When his eyes found her again, she was laughing softly at something her blonde friend had said. The sound didn't carry, but Jason could imagine it, low, genuine, uncalculated. It unsettled him more than it should.

Bobby appeared at his side again. "So now you have a name. What next? Don't tell me you're actually plotting this out."

Jason didn't answer. His drink was finished, his decision made.

He crossed the room.

Every instinct told him this was ridiculous. He didn't chase. He never chased. Women chased him, opportunities bent toward him, and power fell into his hands. And yet here he was, deliberately angling his steps to intercept a woman who hadn't even noticed him.

As he drew closer, Jason studied her in detail. Her gown was simple but elegant, a deep emerald green that caught the light in muted glimmers. Her hair was dark, falling in waves that framed a face more striking the longer he looked-cheekbones sharp, eyes alive but shadowed with something he couldn't name. She carried herself with the grace of someone who knew loss but refused to bow to it.

He was almost at her side when the fake one-Sultana, he recalled from introductions vaguely, spotted him. Her eyes widened, greedy delight flashing across her face.

"Jason Jae," she said, too loudly, tugging on Gigi's arm. "I was just saying we might see you tonight."

Gigi turned.

Her gaze met his, steady and unflinching. Not dazzled. Not awed. Just...curious, maybe faintly wary, as though she were assessing him the way she might assess a piece of art.

Jason felt the corner of his mouth lift. Interesting.

"Jason Jae," he said smoothly, offering a hand.

"Gigi Jasmine." Her voice was calm, measured. She shook his hand briefly, then released it as though contact with him were nothing worth lingering over.

That alone was enough to throw him off balance. Most people clung, eager for more.

"So," Jason said, tilting his head, "do you always stand out in a room full of people trying too hard?"

Her lips curved, not quite into a smile. "Do you always open with rehearsed lines?"

Jason blinked, then laughed. The audacity of it-quiet, sharp, delivered without hesitation. He couldn't remember the last time someone had spoken to him like that.

Bobby, hovering a few steps away, groaned audibly. "Here we go."

Jason ignored him. "Not rehearsed," he said. "Just an observation."

"Then you need to adjust your observations." She took a sip of champagne, eyes not leaving his. "Because I don't stand out. I'm just here."

Jason studied her. Most people fought for the spotlight. She seemed perfectly content not to chase it, and yet she held his focus more tightly than anyone else in the room.

For a moment, silence stretched between them, charged but not uncomfortable. Jason was used to filling silences, to steering conversations. With her, he didn't feel the need.

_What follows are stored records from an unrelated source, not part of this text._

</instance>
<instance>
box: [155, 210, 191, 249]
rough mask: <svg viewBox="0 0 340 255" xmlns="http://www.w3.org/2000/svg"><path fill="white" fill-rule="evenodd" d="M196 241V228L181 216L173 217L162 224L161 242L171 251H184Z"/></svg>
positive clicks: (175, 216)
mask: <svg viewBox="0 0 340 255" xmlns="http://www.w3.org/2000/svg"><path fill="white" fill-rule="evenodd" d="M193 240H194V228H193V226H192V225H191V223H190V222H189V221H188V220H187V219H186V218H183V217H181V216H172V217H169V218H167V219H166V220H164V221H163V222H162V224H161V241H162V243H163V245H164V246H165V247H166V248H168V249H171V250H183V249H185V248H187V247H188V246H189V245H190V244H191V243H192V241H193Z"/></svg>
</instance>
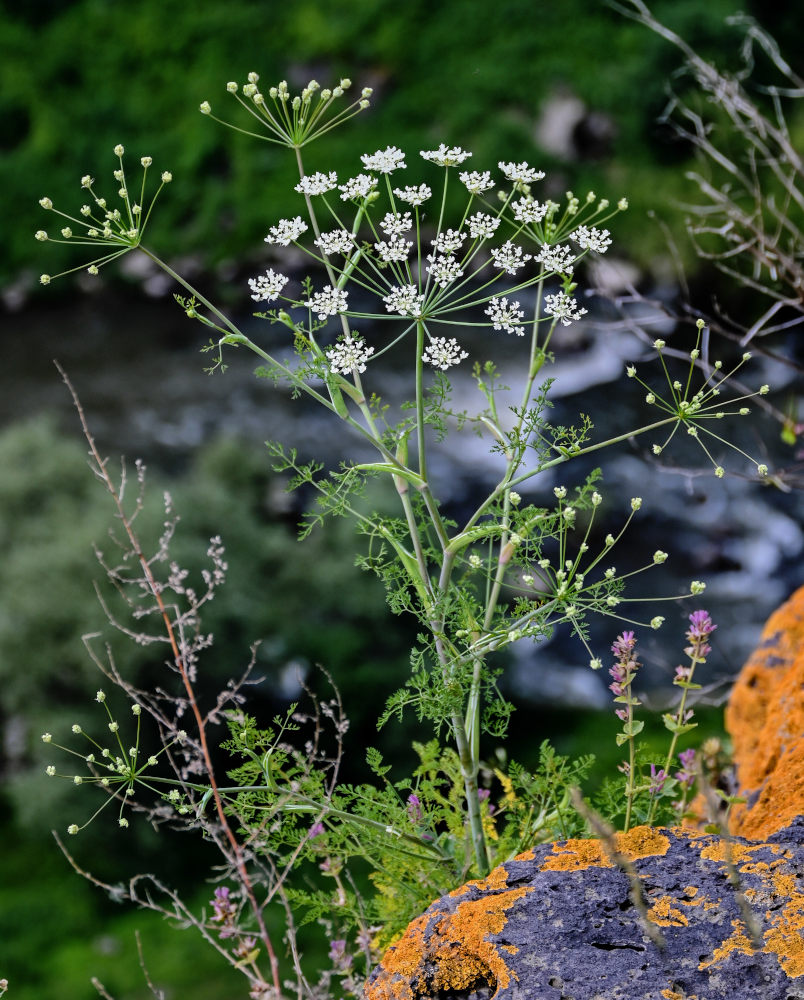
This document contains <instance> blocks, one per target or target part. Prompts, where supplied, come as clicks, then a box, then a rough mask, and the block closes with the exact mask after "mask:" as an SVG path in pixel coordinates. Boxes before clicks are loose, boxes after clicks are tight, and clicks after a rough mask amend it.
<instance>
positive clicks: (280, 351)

Finally, she inclined her head politely. "It was nice meeting you, Mr. Jae."

She turned back toward her friend, dismissing him without dismissal.

Jason stood there, momentarily still. No one turned away from him. Not without trying to leave something behind.

He should have walked away, laughed it off, and buried the intrigue under business and whiskey. But as he stepped back, a slow smile tugged at his lips.

She thought she could fade into the background. She thought she could dismiss him.

Jason Jae didn't allow dismissals.

"Gigi Jasmine," he murmured to himself as he walked back to Bobby. "You're not disappearing tonight. Not from me."

Bobby raised a brow. "Dangerous words, my friend. You don't even know who she is."

Jason's gaze lingered on her across the room. "Not yet."

But he would.

And something deep in his chest told him that once he knew, he wouldn't stop.